Mankind has been making wine from grapes for thousands of years. Here are some fun facts about wine in the ancient world:
• The oldest evidence of grape wine comes from six vessels found in Iran which contain the residue of 7,000-year-old wine. The oldest known winery, which is located in southern Armenia, is about 6,000 years old. The oldest known wine cellar, located in present-day Israel, is approximately 3,700 years old and held the equivalent of about 3,000 bottles of wine.
• In ancient times, wine was used for medicinal purposes by many cultures, including Egypt, China, Rome and Greece. It was used to treat various medical complaints, as an antiseptic for wounds, as a mixing medium for other medicines, and it was added to water supplies to prevent waterborne diseases such as typhoid.
• Hammurabi’s Code (circa 1770 BC) contained laws regulating the wine trade. For example, the Code specified that fraudulent wine sellers were to be dumped in the river.
• Ancient Egypt had a sophisticated wine classification system. Wine labels included the name of the estate where the wine was produced, the type of wine, the date of the vintage, the vintner’s name and a quality assessment.
• Ancient Greeks almost always diluted their wine with water, and some believed that drinking undiluted wine was a health risk. In fact, some Spartans believed that the regular drinking of undiluted wine caused the insanity and death of their King Cleomenes.

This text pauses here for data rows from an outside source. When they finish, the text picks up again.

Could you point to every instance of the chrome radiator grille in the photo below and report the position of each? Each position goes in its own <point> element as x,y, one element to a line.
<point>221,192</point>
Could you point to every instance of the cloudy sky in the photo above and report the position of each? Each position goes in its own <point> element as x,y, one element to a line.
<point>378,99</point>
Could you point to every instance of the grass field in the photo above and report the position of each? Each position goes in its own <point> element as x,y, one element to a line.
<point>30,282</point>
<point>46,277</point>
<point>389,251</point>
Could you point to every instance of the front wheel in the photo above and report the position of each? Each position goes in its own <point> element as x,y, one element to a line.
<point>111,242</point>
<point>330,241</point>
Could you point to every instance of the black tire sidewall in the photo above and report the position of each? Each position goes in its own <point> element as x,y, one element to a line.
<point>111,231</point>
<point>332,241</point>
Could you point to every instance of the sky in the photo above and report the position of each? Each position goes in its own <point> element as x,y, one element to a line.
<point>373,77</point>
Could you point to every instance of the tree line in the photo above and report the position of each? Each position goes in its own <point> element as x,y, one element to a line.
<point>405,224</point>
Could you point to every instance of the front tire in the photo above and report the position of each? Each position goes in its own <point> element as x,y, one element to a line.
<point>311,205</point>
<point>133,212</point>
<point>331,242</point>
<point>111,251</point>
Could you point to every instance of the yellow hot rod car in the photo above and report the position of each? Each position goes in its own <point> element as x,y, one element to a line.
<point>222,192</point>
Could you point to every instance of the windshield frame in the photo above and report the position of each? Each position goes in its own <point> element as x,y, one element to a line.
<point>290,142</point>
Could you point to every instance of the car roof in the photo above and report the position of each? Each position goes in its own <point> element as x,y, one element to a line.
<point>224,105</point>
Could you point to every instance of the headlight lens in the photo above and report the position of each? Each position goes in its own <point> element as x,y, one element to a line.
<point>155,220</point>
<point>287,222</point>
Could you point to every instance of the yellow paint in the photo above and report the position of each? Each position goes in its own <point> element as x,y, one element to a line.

• Pompeii, a major wine shipping port and an important wine center, was the city of Rome’s principle supplier of wine. The area surrounding Pompeii had extensive vineyards, and the city had more than 200 taverns. When Mount Vesuvius erupted in 79 AD, tragically obliterating the city and the surrounding area, it wiped out vineyards and wine warehouses, causing a wine shortage.
• Ancient vintners used additives such as resin, lime, lead and gypsum in an attempt to prevent wine from spoiling. Other ingredients, such as honey, aromatic herbs, seawater and various oils were added to wine to improve the taste.
• The Romans spread viticulture and winemaking techniques throughout the Mediterranean and Europe, establishing the foundation for many of today’s most important wine regions. Areas where they introduced or influenced winemaking techniques include present-day France, Spain, Portugal, North Africa, Turkey, Germany, Belgium, Luxembourg and Britain.